JANET HALLEY: TAKE A BREAK FROM FEMINISM

I just read the 2006 book “Split Decisions” by Janet Halley, a professor at Harvard Law School.

I try to keep up with feminist thinking, as you can tell from prior Posts. Feminism has been one of the most substantial influences on the way things have gone in the country these past few decades (the Biblical 40 years and heading toward half-a-century, now) and since it mostly receives a very Politically Correct kid-glove treatment in the mainstream media, it seems to me that it needs a much more careful and not so cream-puffy an examination.

The subtitle caught my eye: ‘How and Why to Take a Break from Feminism’. Now that, I thought, is something you don’t see every day. Especially from an established and prestigiously placed feminist and female author.

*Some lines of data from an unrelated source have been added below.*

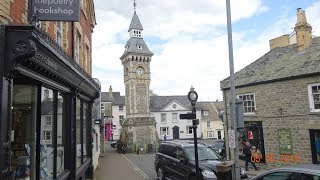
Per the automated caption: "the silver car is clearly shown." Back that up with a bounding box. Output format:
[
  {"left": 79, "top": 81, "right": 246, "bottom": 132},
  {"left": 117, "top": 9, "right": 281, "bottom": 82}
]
[{"left": 251, "top": 164, "right": 320, "bottom": 180}]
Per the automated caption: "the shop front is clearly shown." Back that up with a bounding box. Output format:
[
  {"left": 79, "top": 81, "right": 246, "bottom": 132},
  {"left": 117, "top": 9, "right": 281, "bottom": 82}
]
[{"left": 0, "top": 26, "right": 99, "bottom": 180}]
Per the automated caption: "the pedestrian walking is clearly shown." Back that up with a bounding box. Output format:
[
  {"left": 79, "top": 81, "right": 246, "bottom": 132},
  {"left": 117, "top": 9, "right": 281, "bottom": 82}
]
[{"left": 243, "top": 141, "right": 259, "bottom": 171}]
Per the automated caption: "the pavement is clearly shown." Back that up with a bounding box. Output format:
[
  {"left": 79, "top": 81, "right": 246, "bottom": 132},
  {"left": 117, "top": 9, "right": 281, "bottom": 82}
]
[{"left": 94, "top": 143, "right": 147, "bottom": 180}]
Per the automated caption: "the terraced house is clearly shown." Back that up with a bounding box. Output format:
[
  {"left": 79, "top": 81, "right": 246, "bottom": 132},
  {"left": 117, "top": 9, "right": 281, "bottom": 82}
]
[
  {"left": 221, "top": 9, "right": 320, "bottom": 167},
  {"left": 0, "top": 0, "right": 100, "bottom": 180}
]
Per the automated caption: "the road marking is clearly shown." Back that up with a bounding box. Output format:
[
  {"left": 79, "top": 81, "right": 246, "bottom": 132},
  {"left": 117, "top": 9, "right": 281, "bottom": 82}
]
[{"left": 120, "top": 154, "right": 149, "bottom": 179}]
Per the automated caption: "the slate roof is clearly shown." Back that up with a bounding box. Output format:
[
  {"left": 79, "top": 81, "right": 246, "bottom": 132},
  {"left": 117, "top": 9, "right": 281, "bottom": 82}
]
[
  {"left": 198, "top": 101, "right": 224, "bottom": 121},
  {"left": 101, "top": 92, "right": 125, "bottom": 106},
  {"left": 121, "top": 37, "right": 153, "bottom": 59},
  {"left": 128, "top": 11, "right": 143, "bottom": 32},
  {"left": 150, "top": 96, "right": 191, "bottom": 112},
  {"left": 220, "top": 37, "right": 320, "bottom": 90}
]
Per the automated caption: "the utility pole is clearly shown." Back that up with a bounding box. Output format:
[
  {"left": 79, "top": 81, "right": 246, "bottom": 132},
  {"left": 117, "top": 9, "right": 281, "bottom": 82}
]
[{"left": 226, "top": 0, "right": 240, "bottom": 180}]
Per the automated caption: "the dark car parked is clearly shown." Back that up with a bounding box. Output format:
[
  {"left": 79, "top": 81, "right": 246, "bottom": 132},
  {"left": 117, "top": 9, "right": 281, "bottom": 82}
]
[
  {"left": 154, "top": 141, "right": 247, "bottom": 180},
  {"left": 208, "top": 140, "right": 226, "bottom": 158},
  {"left": 251, "top": 164, "right": 320, "bottom": 180}
]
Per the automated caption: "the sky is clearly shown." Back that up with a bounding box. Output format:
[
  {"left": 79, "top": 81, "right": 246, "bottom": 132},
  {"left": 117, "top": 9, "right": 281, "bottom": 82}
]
[{"left": 92, "top": 0, "right": 320, "bottom": 101}]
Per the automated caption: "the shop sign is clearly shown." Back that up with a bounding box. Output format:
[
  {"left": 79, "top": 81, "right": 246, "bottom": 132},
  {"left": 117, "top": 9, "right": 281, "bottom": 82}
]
[
  {"left": 228, "top": 130, "right": 236, "bottom": 148},
  {"left": 278, "top": 128, "right": 293, "bottom": 154},
  {"left": 29, "top": 0, "right": 79, "bottom": 21}
]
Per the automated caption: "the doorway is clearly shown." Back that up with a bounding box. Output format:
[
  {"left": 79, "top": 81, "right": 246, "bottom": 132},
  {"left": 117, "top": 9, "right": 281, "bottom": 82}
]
[
  {"left": 310, "top": 129, "right": 320, "bottom": 164},
  {"left": 217, "top": 131, "right": 221, "bottom": 139},
  {"left": 172, "top": 126, "right": 180, "bottom": 139},
  {"left": 11, "top": 84, "right": 37, "bottom": 179}
]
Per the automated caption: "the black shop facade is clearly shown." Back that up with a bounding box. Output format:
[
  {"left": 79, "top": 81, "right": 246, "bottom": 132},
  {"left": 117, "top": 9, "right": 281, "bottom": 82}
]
[{"left": 0, "top": 25, "right": 99, "bottom": 180}]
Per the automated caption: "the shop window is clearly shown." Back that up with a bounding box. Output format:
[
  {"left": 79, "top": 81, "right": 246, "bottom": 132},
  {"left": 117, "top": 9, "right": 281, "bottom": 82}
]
[
  {"left": 74, "top": 32, "right": 81, "bottom": 64},
  {"left": 82, "top": 103, "right": 88, "bottom": 162},
  {"left": 238, "top": 93, "right": 256, "bottom": 114},
  {"left": 76, "top": 98, "right": 82, "bottom": 167},
  {"left": 56, "top": 21, "right": 63, "bottom": 47},
  {"left": 45, "top": 116, "right": 52, "bottom": 126},
  {"left": 10, "top": 84, "right": 38, "bottom": 179},
  {"left": 172, "top": 113, "right": 178, "bottom": 123},
  {"left": 39, "top": 87, "right": 55, "bottom": 179},
  {"left": 84, "top": 45, "right": 90, "bottom": 73},
  {"left": 160, "top": 127, "right": 169, "bottom": 136},
  {"left": 187, "top": 126, "right": 193, "bottom": 135},
  {"left": 308, "top": 83, "right": 320, "bottom": 112},
  {"left": 161, "top": 113, "right": 167, "bottom": 124},
  {"left": 207, "top": 131, "right": 214, "bottom": 138},
  {"left": 56, "top": 93, "right": 66, "bottom": 176},
  {"left": 43, "top": 131, "right": 52, "bottom": 141}
]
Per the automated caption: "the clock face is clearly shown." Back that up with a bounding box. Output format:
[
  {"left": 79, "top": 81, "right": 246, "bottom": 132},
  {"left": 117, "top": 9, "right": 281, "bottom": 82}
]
[{"left": 137, "top": 67, "right": 144, "bottom": 76}]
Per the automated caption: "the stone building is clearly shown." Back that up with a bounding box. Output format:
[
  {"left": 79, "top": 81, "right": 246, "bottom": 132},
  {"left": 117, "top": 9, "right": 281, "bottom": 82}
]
[
  {"left": 198, "top": 101, "right": 224, "bottom": 139},
  {"left": 221, "top": 9, "right": 320, "bottom": 167},
  {"left": 120, "top": 3, "right": 158, "bottom": 150},
  {"left": 0, "top": 0, "right": 100, "bottom": 180}
]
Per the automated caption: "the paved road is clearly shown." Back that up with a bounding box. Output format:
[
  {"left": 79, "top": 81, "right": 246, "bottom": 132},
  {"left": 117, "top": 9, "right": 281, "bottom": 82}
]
[
  {"left": 125, "top": 154, "right": 157, "bottom": 180},
  {"left": 94, "top": 143, "right": 145, "bottom": 180}
]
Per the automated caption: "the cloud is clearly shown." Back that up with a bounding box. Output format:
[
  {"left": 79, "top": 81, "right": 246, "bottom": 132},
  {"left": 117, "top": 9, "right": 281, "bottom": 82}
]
[{"left": 93, "top": 0, "right": 320, "bottom": 100}]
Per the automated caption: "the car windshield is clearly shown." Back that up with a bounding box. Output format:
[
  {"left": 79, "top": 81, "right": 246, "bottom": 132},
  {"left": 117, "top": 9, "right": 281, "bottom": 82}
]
[
  {"left": 185, "top": 146, "right": 220, "bottom": 161},
  {"left": 211, "top": 141, "right": 224, "bottom": 147}
]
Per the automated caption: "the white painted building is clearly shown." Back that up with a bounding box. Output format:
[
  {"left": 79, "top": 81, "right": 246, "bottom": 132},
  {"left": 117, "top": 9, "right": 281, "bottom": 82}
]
[
  {"left": 150, "top": 96, "right": 201, "bottom": 140},
  {"left": 198, "top": 101, "right": 224, "bottom": 139}
]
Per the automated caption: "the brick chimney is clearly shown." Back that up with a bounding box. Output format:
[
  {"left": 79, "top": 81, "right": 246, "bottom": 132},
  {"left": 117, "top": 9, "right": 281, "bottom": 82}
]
[
  {"left": 294, "top": 8, "right": 312, "bottom": 51},
  {"left": 269, "top": 34, "right": 290, "bottom": 50}
]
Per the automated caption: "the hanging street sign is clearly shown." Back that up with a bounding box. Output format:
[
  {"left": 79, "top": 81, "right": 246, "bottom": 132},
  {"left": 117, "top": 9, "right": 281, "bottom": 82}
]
[
  {"left": 179, "top": 113, "right": 196, "bottom": 119},
  {"left": 28, "top": 0, "right": 79, "bottom": 21},
  {"left": 228, "top": 130, "right": 236, "bottom": 148}
]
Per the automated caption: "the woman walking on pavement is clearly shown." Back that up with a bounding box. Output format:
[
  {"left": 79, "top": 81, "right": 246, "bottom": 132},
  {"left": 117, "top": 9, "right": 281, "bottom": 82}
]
[{"left": 243, "top": 141, "right": 259, "bottom": 171}]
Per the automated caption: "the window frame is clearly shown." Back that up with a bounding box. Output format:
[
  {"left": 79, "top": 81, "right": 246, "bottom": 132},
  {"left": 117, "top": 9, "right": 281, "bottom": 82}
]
[
  {"left": 186, "top": 126, "right": 193, "bottom": 135},
  {"left": 160, "top": 113, "right": 167, "bottom": 124},
  {"left": 207, "top": 131, "right": 214, "bottom": 138},
  {"left": 171, "top": 113, "right": 178, "bottom": 123},
  {"left": 42, "top": 131, "right": 52, "bottom": 142},
  {"left": 160, "top": 127, "right": 169, "bottom": 136},
  {"left": 56, "top": 21, "right": 63, "bottom": 47},
  {"left": 207, "top": 121, "right": 211, "bottom": 128},
  {"left": 308, "top": 83, "right": 320, "bottom": 112},
  {"left": 237, "top": 93, "right": 257, "bottom": 115},
  {"left": 74, "top": 31, "right": 81, "bottom": 64}
]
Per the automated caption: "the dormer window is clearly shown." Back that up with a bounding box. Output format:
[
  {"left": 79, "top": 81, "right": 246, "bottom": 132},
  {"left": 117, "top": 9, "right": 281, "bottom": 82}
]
[{"left": 133, "top": 30, "right": 141, "bottom": 37}]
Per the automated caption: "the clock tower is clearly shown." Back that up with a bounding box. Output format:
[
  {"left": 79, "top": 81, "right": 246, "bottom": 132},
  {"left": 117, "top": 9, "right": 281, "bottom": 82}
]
[{"left": 120, "top": 2, "right": 158, "bottom": 150}]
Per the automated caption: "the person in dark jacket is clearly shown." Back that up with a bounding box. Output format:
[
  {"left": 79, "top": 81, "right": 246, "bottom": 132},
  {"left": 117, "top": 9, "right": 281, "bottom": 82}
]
[{"left": 243, "top": 141, "right": 259, "bottom": 171}]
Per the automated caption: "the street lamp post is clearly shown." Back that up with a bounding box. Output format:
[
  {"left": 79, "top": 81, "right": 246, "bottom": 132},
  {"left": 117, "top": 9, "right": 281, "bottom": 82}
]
[
  {"left": 188, "top": 86, "right": 200, "bottom": 179},
  {"left": 226, "top": 0, "right": 240, "bottom": 180}
]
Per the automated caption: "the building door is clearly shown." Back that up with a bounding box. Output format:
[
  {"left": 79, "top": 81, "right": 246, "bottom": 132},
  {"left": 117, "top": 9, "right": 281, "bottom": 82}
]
[
  {"left": 105, "top": 124, "right": 112, "bottom": 141},
  {"left": 172, "top": 126, "right": 180, "bottom": 139},
  {"left": 10, "top": 84, "right": 38, "bottom": 179},
  {"left": 310, "top": 129, "right": 320, "bottom": 164},
  {"left": 218, "top": 131, "right": 221, "bottom": 139},
  {"left": 239, "top": 121, "right": 265, "bottom": 162}
]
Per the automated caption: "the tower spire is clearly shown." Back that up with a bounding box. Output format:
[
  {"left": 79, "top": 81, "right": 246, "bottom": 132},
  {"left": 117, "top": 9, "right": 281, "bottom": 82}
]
[{"left": 133, "top": 0, "right": 137, "bottom": 12}]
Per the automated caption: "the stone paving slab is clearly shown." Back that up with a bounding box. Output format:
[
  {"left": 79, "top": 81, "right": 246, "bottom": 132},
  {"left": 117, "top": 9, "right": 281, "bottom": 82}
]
[{"left": 94, "top": 143, "right": 145, "bottom": 180}]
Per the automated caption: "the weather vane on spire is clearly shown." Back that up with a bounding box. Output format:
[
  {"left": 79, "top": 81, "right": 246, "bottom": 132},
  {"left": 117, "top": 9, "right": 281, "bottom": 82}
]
[{"left": 133, "top": 0, "right": 137, "bottom": 12}]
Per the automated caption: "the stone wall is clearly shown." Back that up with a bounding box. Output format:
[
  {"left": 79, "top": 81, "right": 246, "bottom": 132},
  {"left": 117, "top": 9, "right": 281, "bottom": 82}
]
[{"left": 224, "top": 76, "right": 320, "bottom": 167}]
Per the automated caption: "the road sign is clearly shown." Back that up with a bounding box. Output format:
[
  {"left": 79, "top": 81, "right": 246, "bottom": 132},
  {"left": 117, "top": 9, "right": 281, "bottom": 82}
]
[
  {"left": 228, "top": 130, "right": 236, "bottom": 148},
  {"left": 179, "top": 113, "right": 196, "bottom": 119}
]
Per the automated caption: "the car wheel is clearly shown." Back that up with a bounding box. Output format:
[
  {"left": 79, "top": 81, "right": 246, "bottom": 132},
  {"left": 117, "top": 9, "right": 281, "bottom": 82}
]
[{"left": 157, "top": 167, "right": 165, "bottom": 180}]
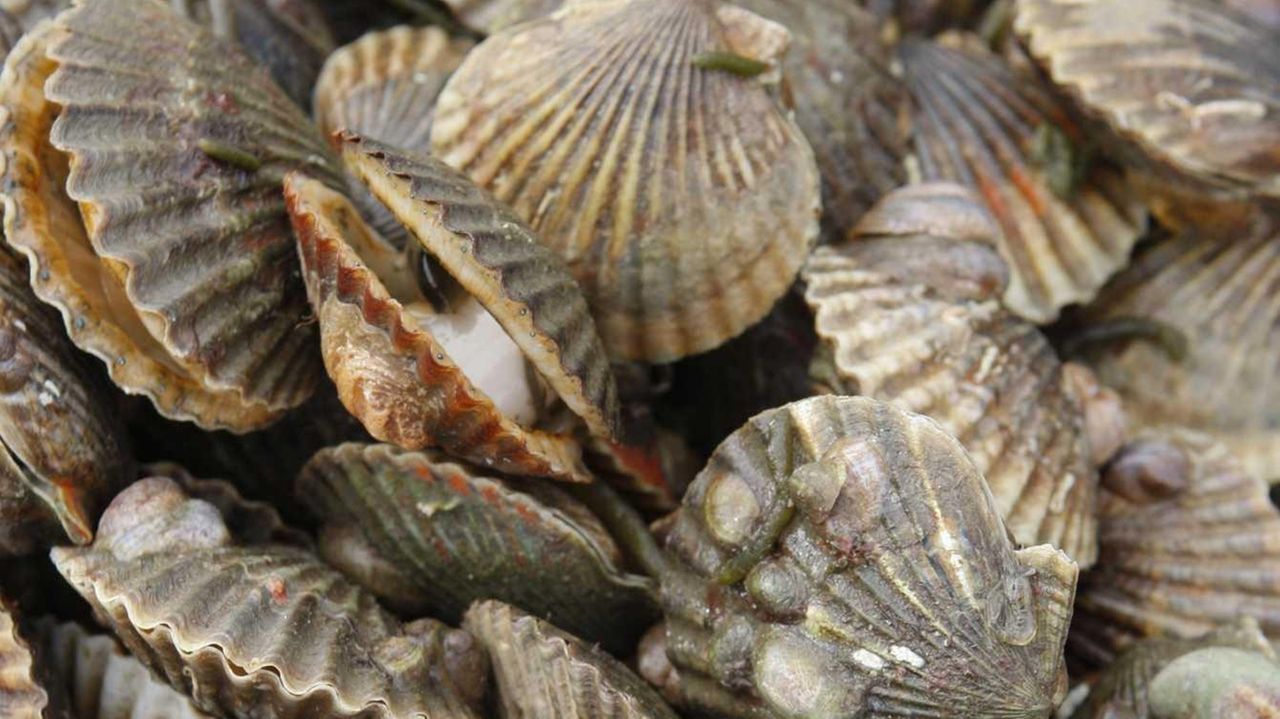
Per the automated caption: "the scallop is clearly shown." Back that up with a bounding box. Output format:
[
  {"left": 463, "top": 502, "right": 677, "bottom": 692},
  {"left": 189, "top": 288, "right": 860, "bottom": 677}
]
[
  {"left": 900, "top": 36, "right": 1146, "bottom": 322},
  {"left": 662, "top": 397, "right": 1076, "bottom": 718},
  {"left": 804, "top": 183, "right": 1098, "bottom": 567},
  {"left": 0, "top": 0, "right": 342, "bottom": 431},
  {"left": 52, "top": 477, "right": 486, "bottom": 719},
  {"left": 431, "top": 0, "right": 820, "bottom": 362},
  {"left": 285, "top": 134, "right": 618, "bottom": 481}
]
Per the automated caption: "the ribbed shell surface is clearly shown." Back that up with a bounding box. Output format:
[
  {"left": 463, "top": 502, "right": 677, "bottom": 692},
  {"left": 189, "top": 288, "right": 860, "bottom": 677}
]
[
  {"left": 1014, "top": 0, "right": 1280, "bottom": 198},
  {"left": 431, "top": 0, "right": 820, "bottom": 362},
  {"left": 662, "top": 397, "right": 1076, "bottom": 718},
  {"left": 465, "top": 601, "right": 676, "bottom": 719},
  {"left": 900, "top": 40, "right": 1146, "bottom": 322}
]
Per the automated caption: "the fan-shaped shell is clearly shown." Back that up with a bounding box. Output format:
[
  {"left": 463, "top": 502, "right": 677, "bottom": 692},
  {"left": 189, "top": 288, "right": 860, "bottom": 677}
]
[
  {"left": 1014, "top": 0, "right": 1280, "bottom": 197},
  {"left": 52, "top": 478, "right": 484, "bottom": 719},
  {"left": 298, "top": 444, "right": 657, "bottom": 654},
  {"left": 465, "top": 601, "right": 676, "bottom": 719},
  {"left": 1083, "top": 216, "right": 1280, "bottom": 480},
  {"left": 900, "top": 40, "right": 1146, "bottom": 322},
  {"left": 431, "top": 0, "right": 819, "bottom": 362},
  {"left": 804, "top": 184, "right": 1097, "bottom": 567},
  {"left": 662, "top": 397, "right": 1076, "bottom": 718},
  {"left": 1069, "top": 427, "right": 1280, "bottom": 664}
]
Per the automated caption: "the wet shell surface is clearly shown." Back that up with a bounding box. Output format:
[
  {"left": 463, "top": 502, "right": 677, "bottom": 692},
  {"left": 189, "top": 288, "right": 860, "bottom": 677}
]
[
  {"left": 0, "top": 0, "right": 338, "bottom": 431},
  {"left": 463, "top": 601, "right": 676, "bottom": 719},
  {"left": 0, "top": 241, "right": 133, "bottom": 555},
  {"left": 1069, "top": 427, "right": 1280, "bottom": 665},
  {"left": 52, "top": 478, "right": 485, "bottom": 719},
  {"left": 804, "top": 184, "right": 1097, "bottom": 567},
  {"left": 298, "top": 444, "right": 657, "bottom": 654},
  {"left": 900, "top": 36, "right": 1146, "bottom": 322},
  {"left": 431, "top": 0, "right": 820, "bottom": 362},
  {"left": 1014, "top": 0, "right": 1280, "bottom": 198},
  {"left": 662, "top": 397, "right": 1076, "bottom": 718}
]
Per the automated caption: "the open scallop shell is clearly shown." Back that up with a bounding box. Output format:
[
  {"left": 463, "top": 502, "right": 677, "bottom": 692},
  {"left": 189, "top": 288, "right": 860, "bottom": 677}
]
[
  {"left": 1014, "top": 0, "right": 1280, "bottom": 198},
  {"left": 900, "top": 40, "right": 1146, "bottom": 322},
  {"left": 431, "top": 0, "right": 820, "bottom": 362},
  {"left": 297, "top": 444, "right": 657, "bottom": 654},
  {"left": 465, "top": 600, "right": 676, "bottom": 719},
  {"left": 662, "top": 397, "right": 1076, "bottom": 718},
  {"left": 52, "top": 478, "right": 485, "bottom": 719},
  {"left": 1069, "top": 427, "right": 1280, "bottom": 664},
  {"left": 0, "top": 0, "right": 339, "bottom": 431},
  {"left": 804, "top": 184, "right": 1097, "bottom": 567},
  {"left": 0, "top": 240, "right": 133, "bottom": 555}
]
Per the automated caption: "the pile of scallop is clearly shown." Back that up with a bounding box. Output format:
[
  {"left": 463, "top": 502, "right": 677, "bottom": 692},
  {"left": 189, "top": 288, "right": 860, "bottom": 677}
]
[{"left": 0, "top": 0, "right": 1280, "bottom": 719}]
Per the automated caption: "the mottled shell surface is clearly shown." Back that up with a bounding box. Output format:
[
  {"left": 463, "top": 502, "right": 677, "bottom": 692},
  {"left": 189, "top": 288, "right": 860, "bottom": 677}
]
[
  {"left": 431, "top": 0, "right": 820, "bottom": 362},
  {"left": 1068, "top": 427, "right": 1280, "bottom": 664},
  {"left": 1082, "top": 216, "right": 1280, "bottom": 481},
  {"left": 900, "top": 38, "right": 1146, "bottom": 322},
  {"left": 804, "top": 184, "right": 1098, "bottom": 567},
  {"left": 1014, "top": 0, "right": 1280, "bottom": 198},
  {"left": 662, "top": 397, "right": 1076, "bottom": 718},
  {"left": 297, "top": 444, "right": 657, "bottom": 654},
  {"left": 52, "top": 478, "right": 485, "bottom": 719},
  {"left": 0, "top": 241, "right": 133, "bottom": 554},
  {"left": 463, "top": 601, "right": 676, "bottom": 719}
]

It’s never been my position that women (not to be equated with feminists, nor vice versa) should be considered nothing more than the docile herd in the deerpark of male sexual conquests, nor do I hold any brief for males who define themselves, their lives, and their ‘success’ in terms of sexual conquests, especially violent ones. Such a habitus does no good for the maturational prospects of any male, as well as harming any female who comes within range.

So I read the book last night and have a few thoughts. This is not a formal review, of course, so I’m only covering the thoughts that strike me. I’ll give page numbers from the text* when I quote a major point.

She quotes a couple of feminist slogans: “I’ll see it when I believe it” and “I’ll see it when I can theorize it” (p3). These seem to refer to the valid enough epistemological insight that if you don’t have a category for something, you may well not even notice it.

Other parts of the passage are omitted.